После недели болезни Зиновий пришел в школу.
— Здоров, Угол! — встретил его у пустого класса Сазон.
— А почему в классе никого? Где все?
На пении. У нас же новая классная. По русскому. И певичку заменяет… Она мне пять поставила, — сообщил Сазон.
— Тебе-е-е? — недоверчиво протянул Зиночка. Он знал, что „пять“ по пению Сазону могло только присниться.
— Точно! — глаза Сазона озорно блеснули — Хочешь пятерку? Конечно, хочу. А как?
— Слушай сюда. Тут вся штука в том, что петь…
Они спустились на первый этаж. Сазон отогнал подошедших было мальчишек, отвел Зиночку в угол и до самого звонка что-то шептал в ухо. Потом хлопнул по плечу и посоветовал:
— Главное — не тушуйся! Понял?
— Понял. А как зовут классную? — спросил Зиночка.
— Забыл… Вот честное слово. Из головы вылетело. Заковыристое имя. Да тебе-то что? Ты знай свое — пой!..
В кинозал вошла высокая женщина в светло-синем шерстяном костюме. Широкие плечи. Большие сильные руки. Черные волосы уложены в красивую прическу.
„Вот это учительница!“ — с уважением подумал Зиночка.
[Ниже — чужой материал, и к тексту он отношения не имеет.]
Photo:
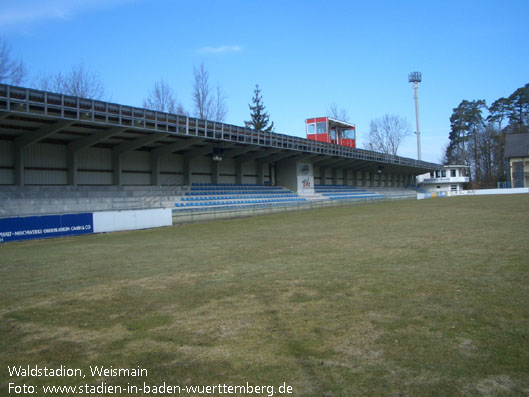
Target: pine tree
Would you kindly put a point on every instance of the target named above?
(259, 117)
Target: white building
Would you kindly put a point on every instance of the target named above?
(448, 179)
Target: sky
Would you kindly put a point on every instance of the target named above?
(305, 55)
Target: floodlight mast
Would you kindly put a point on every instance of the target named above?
(416, 78)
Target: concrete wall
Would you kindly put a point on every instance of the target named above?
(53, 164)
(287, 174)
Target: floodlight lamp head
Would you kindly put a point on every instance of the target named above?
(415, 77)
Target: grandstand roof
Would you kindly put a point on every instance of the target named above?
(29, 116)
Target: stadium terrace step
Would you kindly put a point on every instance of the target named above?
(343, 192)
(212, 196)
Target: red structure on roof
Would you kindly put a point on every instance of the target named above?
(326, 129)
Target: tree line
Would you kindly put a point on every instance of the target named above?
(208, 102)
(477, 135)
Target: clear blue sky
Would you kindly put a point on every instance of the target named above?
(305, 55)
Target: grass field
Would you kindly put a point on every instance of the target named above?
(392, 298)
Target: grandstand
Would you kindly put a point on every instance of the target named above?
(63, 154)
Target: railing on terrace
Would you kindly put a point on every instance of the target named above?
(35, 102)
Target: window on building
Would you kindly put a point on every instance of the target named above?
(321, 128)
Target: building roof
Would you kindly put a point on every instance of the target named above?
(30, 116)
(517, 145)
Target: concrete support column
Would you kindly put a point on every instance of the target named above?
(72, 160)
(215, 171)
(335, 176)
(187, 171)
(323, 171)
(260, 172)
(371, 179)
(155, 170)
(238, 172)
(19, 166)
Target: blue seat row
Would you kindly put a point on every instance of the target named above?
(218, 192)
(232, 202)
(356, 197)
(238, 197)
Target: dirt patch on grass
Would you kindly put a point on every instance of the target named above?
(495, 385)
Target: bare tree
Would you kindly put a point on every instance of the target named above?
(163, 99)
(220, 107)
(387, 133)
(208, 105)
(79, 81)
(202, 97)
(337, 114)
(11, 71)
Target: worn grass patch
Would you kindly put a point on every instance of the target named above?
(393, 298)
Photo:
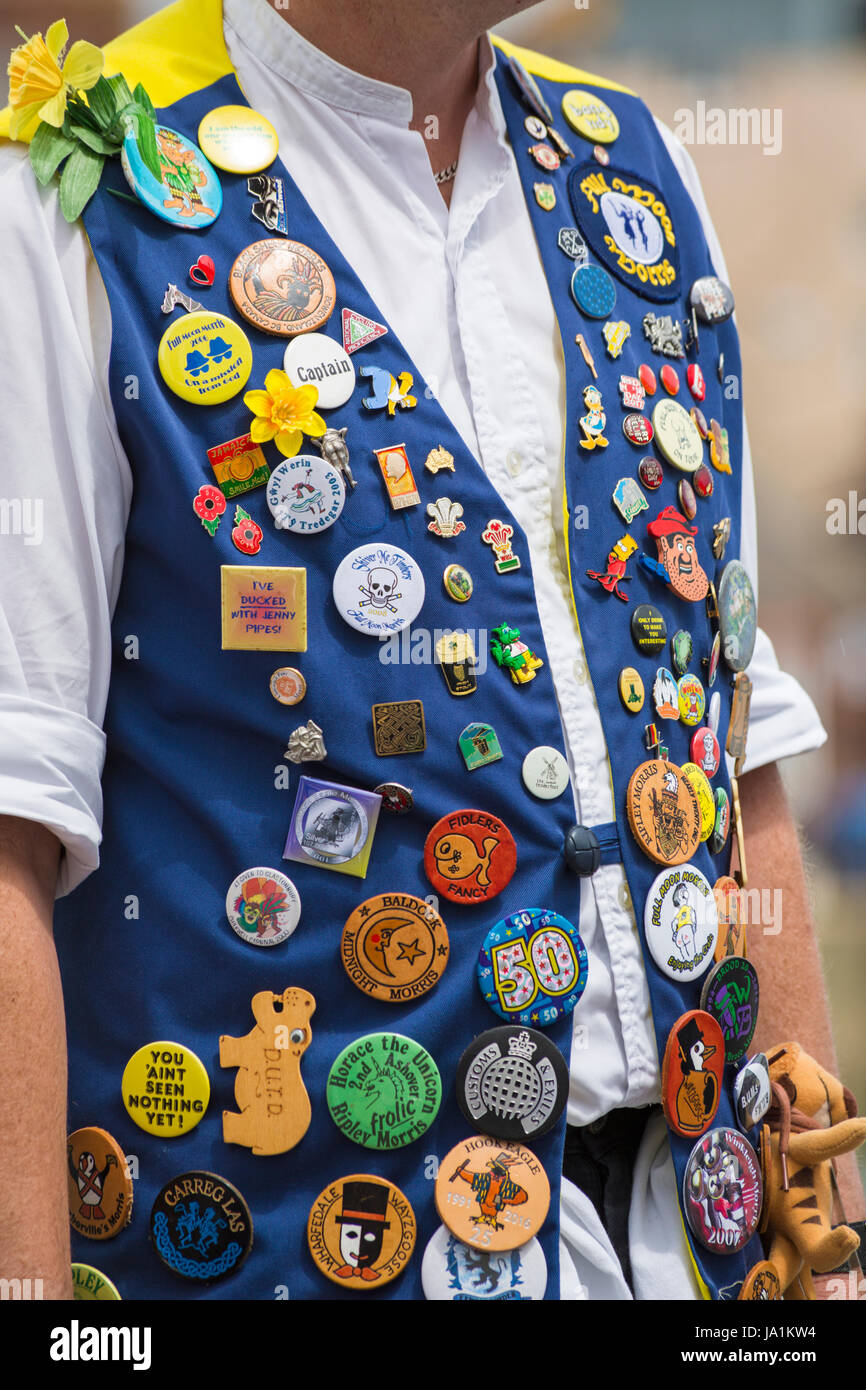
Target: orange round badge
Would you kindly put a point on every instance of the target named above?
(282, 287)
(492, 1194)
(362, 1232)
(692, 1073)
(395, 947)
(99, 1184)
(470, 856)
(663, 812)
(731, 927)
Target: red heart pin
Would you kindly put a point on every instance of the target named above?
(203, 271)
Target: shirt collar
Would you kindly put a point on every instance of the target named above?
(310, 71)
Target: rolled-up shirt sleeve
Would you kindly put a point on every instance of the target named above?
(783, 720)
(64, 501)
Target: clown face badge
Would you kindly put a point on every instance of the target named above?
(677, 563)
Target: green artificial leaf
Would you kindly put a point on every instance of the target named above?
(141, 96)
(95, 139)
(47, 149)
(78, 181)
(102, 102)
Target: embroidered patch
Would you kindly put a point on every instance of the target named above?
(628, 227)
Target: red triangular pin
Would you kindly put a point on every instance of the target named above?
(359, 331)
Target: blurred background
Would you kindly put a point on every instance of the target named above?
(794, 232)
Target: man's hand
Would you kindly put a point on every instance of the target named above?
(793, 1000)
(34, 1211)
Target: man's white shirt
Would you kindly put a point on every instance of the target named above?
(466, 292)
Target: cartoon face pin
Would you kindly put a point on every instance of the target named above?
(679, 555)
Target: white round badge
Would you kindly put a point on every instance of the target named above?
(378, 590)
(453, 1272)
(681, 922)
(545, 772)
(634, 228)
(305, 494)
(317, 360)
(263, 906)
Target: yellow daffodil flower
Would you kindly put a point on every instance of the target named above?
(41, 78)
(284, 413)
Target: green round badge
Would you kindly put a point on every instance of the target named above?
(384, 1090)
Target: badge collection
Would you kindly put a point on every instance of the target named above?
(384, 1090)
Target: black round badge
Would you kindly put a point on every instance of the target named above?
(730, 994)
(512, 1083)
(200, 1226)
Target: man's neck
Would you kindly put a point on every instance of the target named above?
(428, 49)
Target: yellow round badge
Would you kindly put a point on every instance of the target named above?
(238, 139)
(698, 781)
(584, 111)
(166, 1089)
(205, 357)
(92, 1286)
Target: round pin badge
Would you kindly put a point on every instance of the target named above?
(384, 1090)
(305, 494)
(200, 1226)
(263, 906)
(288, 685)
(731, 926)
(282, 287)
(189, 192)
(648, 628)
(761, 1285)
(453, 1272)
(238, 139)
(89, 1285)
(458, 583)
(378, 590)
(360, 1232)
(692, 1073)
(705, 751)
(317, 360)
(712, 299)
(663, 812)
(99, 1184)
(395, 947)
(166, 1089)
(205, 357)
(680, 922)
(638, 430)
(591, 117)
(730, 993)
(545, 772)
(702, 790)
(592, 291)
(512, 1083)
(722, 1191)
(470, 856)
(677, 435)
(737, 616)
(533, 968)
(492, 1194)
(691, 699)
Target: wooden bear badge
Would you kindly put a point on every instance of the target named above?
(274, 1102)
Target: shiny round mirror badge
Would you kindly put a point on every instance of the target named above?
(166, 1089)
(263, 906)
(205, 357)
(189, 192)
(238, 139)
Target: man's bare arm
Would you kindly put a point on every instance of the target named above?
(793, 1000)
(34, 1211)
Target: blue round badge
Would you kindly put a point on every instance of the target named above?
(189, 193)
(533, 968)
(592, 291)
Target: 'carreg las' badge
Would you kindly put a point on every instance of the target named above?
(628, 227)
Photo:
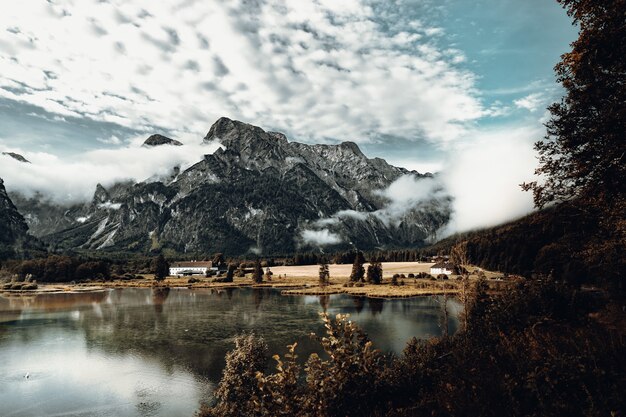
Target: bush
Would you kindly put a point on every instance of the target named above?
(530, 351)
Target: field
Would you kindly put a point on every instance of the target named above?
(303, 280)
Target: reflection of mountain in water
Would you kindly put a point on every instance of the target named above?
(195, 329)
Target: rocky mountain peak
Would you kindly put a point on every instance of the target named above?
(158, 140)
(101, 195)
(352, 147)
(16, 156)
(239, 136)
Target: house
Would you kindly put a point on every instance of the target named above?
(190, 268)
(444, 267)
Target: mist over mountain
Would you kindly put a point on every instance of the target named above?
(257, 192)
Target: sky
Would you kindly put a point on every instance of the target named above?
(451, 86)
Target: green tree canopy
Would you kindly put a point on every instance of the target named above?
(161, 268)
(583, 153)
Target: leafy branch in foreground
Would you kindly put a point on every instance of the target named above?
(532, 351)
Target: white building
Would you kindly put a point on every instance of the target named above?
(190, 268)
(443, 267)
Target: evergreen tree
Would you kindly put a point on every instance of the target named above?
(324, 274)
(358, 272)
(584, 151)
(375, 273)
(257, 275)
(230, 273)
(161, 268)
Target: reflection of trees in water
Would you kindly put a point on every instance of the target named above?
(324, 300)
(376, 305)
(258, 297)
(359, 302)
(159, 296)
(199, 326)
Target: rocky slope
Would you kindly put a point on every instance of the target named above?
(13, 228)
(259, 192)
(158, 140)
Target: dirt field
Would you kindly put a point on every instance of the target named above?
(298, 280)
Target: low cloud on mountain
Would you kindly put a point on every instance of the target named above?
(72, 179)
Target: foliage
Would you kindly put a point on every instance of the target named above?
(340, 385)
(238, 391)
(374, 273)
(358, 272)
(257, 274)
(161, 268)
(230, 273)
(218, 260)
(584, 152)
(324, 274)
(57, 268)
(533, 351)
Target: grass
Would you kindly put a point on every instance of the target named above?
(303, 280)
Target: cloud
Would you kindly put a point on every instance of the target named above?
(483, 177)
(480, 179)
(70, 179)
(316, 70)
(320, 237)
(531, 102)
(112, 140)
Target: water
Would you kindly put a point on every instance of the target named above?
(145, 352)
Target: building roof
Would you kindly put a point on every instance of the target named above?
(192, 264)
(446, 265)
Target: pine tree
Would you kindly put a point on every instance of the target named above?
(161, 268)
(324, 274)
(230, 273)
(375, 273)
(584, 152)
(257, 275)
(358, 272)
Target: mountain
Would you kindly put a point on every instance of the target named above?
(570, 240)
(16, 156)
(158, 140)
(258, 192)
(13, 228)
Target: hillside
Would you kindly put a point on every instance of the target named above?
(566, 241)
(257, 193)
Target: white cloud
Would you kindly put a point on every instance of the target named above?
(320, 237)
(316, 70)
(531, 102)
(72, 179)
(112, 140)
(483, 177)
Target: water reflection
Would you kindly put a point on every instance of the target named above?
(135, 352)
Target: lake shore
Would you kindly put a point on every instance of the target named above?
(297, 280)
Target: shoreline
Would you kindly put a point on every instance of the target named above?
(288, 287)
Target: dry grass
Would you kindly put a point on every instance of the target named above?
(300, 280)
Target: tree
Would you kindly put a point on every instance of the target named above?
(161, 268)
(238, 389)
(324, 274)
(257, 275)
(268, 274)
(375, 273)
(230, 273)
(358, 272)
(584, 152)
(218, 260)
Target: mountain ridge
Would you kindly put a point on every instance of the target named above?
(258, 192)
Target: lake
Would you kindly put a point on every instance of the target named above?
(160, 352)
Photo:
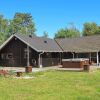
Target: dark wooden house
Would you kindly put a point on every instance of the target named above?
(22, 50)
(82, 47)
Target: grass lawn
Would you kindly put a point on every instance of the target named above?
(52, 85)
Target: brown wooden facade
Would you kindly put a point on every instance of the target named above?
(14, 54)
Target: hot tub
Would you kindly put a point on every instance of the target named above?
(75, 63)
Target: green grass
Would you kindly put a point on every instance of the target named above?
(52, 85)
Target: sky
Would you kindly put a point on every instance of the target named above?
(52, 15)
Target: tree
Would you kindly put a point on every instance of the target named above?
(68, 33)
(3, 28)
(90, 29)
(22, 23)
(45, 34)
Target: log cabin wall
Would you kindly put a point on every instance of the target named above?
(14, 54)
(50, 59)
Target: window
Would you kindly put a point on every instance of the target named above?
(25, 53)
(3, 56)
(9, 56)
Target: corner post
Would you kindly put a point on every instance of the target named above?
(28, 63)
(97, 59)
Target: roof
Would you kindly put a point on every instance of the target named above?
(40, 44)
(81, 44)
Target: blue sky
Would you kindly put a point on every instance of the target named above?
(51, 15)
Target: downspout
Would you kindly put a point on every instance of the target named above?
(73, 55)
(40, 64)
(97, 59)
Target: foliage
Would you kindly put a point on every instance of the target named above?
(52, 85)
(91, 29)
(67, 32)
(3, 28)
(21, 23)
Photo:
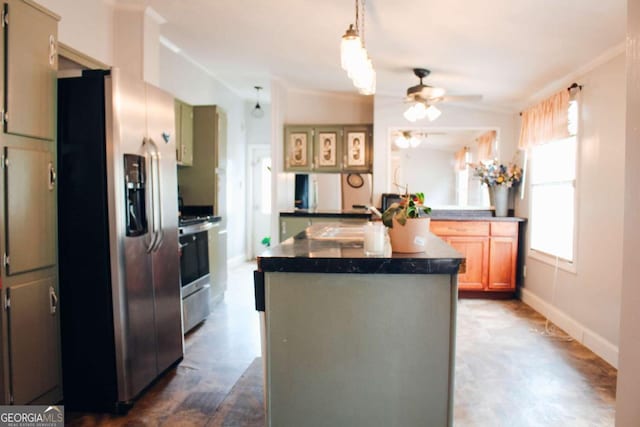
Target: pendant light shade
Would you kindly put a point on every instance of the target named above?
(354, 58)
(257, 111)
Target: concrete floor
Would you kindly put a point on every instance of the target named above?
(509, 372)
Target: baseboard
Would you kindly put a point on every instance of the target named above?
(578, 331)
(236, 261)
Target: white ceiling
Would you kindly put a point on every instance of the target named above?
(450, 140)
(506, 50)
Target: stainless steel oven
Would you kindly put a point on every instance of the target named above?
(194, 273)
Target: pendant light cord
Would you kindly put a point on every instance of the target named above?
(357, 17)
(363, 44)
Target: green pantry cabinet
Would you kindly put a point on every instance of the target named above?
(31, 372)
(184, 133)
(337, 148)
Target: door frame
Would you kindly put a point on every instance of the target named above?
(253, 151)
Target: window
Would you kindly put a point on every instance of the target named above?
(553, 184)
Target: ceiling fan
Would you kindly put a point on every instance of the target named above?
(423, 97)
(411, 138)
— Ну, дети, кто еще не пел? — звонким голосом спросили она.
— Углов хочет! — крикнул Сазон. — Он в прошлый раз не был
— Не надо выкриков, — поморщилась учительница Кто Углов?..
Ну, давай познакомимся. Спой свою любимую песню.
— А солдатскую можно? — с надеждой спросил Зиночка. Можно. Тебе аккомпанемент нужен?
— Нет. Я так, — он откашлялся и запел:
Ты ждешь, Лизавета,
От друга привета
И не спишь до рассвета…
Вдруг он заметил, что Саша Магакян делает ему какие-то знаки руками и в глазах ее испуг. Зиночка тоже испугался, пропел по инерции „Все грустишь обо мне-е-е!.. — дал отчаянного „петуха“ и смолк.
В зале творилось что-то непонятное. Ребята и девчонки, уткнув лица в руки, пригнувшись к столам, давились смехом, мотали головами и вытирали слезы. Лицо учительницы покрылось багровыми пятнами. Глаза недобро смотрели на него.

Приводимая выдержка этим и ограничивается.